2016 JCHC Legislation


HB 900 - Stolle - Licensure and practice of associate physicians. Licensure and practice of associate physicians. Authorizes the Board of Medicine to issue a two-year license to practice as an associate physician to an applicant who is 18 years of age or older, is of good moral character, has successfully completed a course of study approved by the Board, has successfully completed Step 1 and Step 2 of the United States Medical Licensing Examination, and has not completed a medical internship or residency program. The bill requires all associate physicians to practice in accordance with a practice agreement entered into between the associate physician and a physician licensed by the Board and provides for prescriptive authority of associate physicians in accordance with regulations of the Board.
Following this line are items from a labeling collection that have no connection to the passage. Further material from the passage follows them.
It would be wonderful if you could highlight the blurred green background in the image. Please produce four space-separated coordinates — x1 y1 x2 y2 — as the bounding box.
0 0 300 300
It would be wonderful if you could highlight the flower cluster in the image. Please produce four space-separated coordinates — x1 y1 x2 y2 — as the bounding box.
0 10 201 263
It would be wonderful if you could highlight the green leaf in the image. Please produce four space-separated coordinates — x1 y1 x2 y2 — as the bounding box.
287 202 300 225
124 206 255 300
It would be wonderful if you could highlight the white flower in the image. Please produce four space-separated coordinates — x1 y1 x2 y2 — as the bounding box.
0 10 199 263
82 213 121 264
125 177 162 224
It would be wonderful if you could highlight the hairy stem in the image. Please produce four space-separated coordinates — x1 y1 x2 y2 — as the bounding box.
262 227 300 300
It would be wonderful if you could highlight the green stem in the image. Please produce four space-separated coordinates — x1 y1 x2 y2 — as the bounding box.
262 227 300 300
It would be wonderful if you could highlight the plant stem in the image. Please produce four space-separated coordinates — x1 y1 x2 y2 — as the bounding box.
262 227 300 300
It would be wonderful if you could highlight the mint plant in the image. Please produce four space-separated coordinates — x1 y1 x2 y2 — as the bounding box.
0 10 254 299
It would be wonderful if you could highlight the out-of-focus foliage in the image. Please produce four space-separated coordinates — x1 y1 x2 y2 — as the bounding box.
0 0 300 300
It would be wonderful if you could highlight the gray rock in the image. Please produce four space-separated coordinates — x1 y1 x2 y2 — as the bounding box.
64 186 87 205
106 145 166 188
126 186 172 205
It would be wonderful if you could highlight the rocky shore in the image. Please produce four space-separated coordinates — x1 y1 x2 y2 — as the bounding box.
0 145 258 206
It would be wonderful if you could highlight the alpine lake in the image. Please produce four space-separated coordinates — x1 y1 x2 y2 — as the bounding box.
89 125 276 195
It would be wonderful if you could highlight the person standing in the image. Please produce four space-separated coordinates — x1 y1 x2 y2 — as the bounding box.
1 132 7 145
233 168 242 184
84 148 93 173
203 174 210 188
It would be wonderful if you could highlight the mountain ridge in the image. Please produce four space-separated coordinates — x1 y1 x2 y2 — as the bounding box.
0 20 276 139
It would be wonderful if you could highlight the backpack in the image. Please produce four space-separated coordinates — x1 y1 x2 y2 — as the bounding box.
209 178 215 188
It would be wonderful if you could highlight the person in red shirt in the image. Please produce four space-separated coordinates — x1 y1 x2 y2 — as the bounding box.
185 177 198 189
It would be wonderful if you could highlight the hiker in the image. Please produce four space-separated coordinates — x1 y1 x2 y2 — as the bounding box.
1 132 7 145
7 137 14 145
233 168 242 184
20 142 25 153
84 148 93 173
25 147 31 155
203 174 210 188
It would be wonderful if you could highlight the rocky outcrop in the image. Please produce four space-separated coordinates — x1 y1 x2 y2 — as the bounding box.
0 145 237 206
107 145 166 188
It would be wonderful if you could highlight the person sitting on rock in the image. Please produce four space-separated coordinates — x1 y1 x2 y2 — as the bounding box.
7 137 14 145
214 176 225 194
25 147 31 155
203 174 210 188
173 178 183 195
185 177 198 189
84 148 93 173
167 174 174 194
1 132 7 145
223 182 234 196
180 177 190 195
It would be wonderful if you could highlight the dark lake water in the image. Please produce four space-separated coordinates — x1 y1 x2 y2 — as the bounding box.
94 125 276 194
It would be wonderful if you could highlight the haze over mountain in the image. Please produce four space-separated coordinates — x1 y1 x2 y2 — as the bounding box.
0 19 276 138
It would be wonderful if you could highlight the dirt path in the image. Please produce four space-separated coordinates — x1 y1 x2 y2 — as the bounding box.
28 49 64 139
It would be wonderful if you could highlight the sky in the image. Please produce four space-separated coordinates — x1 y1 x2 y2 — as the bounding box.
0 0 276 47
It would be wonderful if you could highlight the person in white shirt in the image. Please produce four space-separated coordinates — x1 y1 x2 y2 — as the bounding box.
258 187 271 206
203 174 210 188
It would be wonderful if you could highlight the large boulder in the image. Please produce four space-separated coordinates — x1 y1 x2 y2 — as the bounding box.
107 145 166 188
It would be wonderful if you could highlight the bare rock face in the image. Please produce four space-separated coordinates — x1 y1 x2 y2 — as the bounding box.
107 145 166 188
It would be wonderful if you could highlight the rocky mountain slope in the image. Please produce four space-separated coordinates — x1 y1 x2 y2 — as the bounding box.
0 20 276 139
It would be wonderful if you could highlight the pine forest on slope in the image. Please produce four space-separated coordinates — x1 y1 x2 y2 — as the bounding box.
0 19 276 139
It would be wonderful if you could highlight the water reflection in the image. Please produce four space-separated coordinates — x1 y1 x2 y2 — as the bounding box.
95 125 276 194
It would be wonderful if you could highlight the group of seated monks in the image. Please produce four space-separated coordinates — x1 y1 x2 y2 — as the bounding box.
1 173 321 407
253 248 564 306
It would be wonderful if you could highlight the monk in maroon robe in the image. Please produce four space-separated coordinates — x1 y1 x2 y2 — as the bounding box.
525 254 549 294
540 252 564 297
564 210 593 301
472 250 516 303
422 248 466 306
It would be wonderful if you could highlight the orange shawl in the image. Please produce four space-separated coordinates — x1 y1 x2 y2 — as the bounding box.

Continued to 2017 in Senate Education and Health
SB 432 - Barker - Admission minors 14 years or older for inpatient mental health treatment; nonconsenting parent. Admission of minors 14 years of age or older for inpatient mental health treatment; nonconsenting parents. Provides a process by which a minor 14 years of age or older may be admitted for inpatient treatment at a mental health facility without the consent of his parents. The bill allows the minor to obtain a preadmission screening report from the local community services board. If after the minor's parents have been given the opportunity to read and discuss the report with the preparer of the report, the parents still object to admission, the minor may be admitted to a willing mental health facility based on the findings in the report. The bill requires judicial review of the admission, and the nonconsenting parent shall be given the opportunity to be heard. The bill further provides that a minor 14 years of age or older shall be deemed an adult for the purposes of consenting to inpatient mental health treatment.
Passed by Indefinitely in Senate Education and Health
HJ 191 - O'Bannon - Commending Kim Snead. 
Budget Amendment 306#19c - This amendment provides $1.3 million from the general fund and an equivalent amount of federal matching funds the second year to increase the number of medical residency slots funded through Medicaid. The average residency slot is estimated at $100,000 a year and this funding would create 25 the second year. Half of the slots would be dedicated to primary care and the remainder for high-need specialties. Preference will be given to residency programs in community and rural areas that are underserved.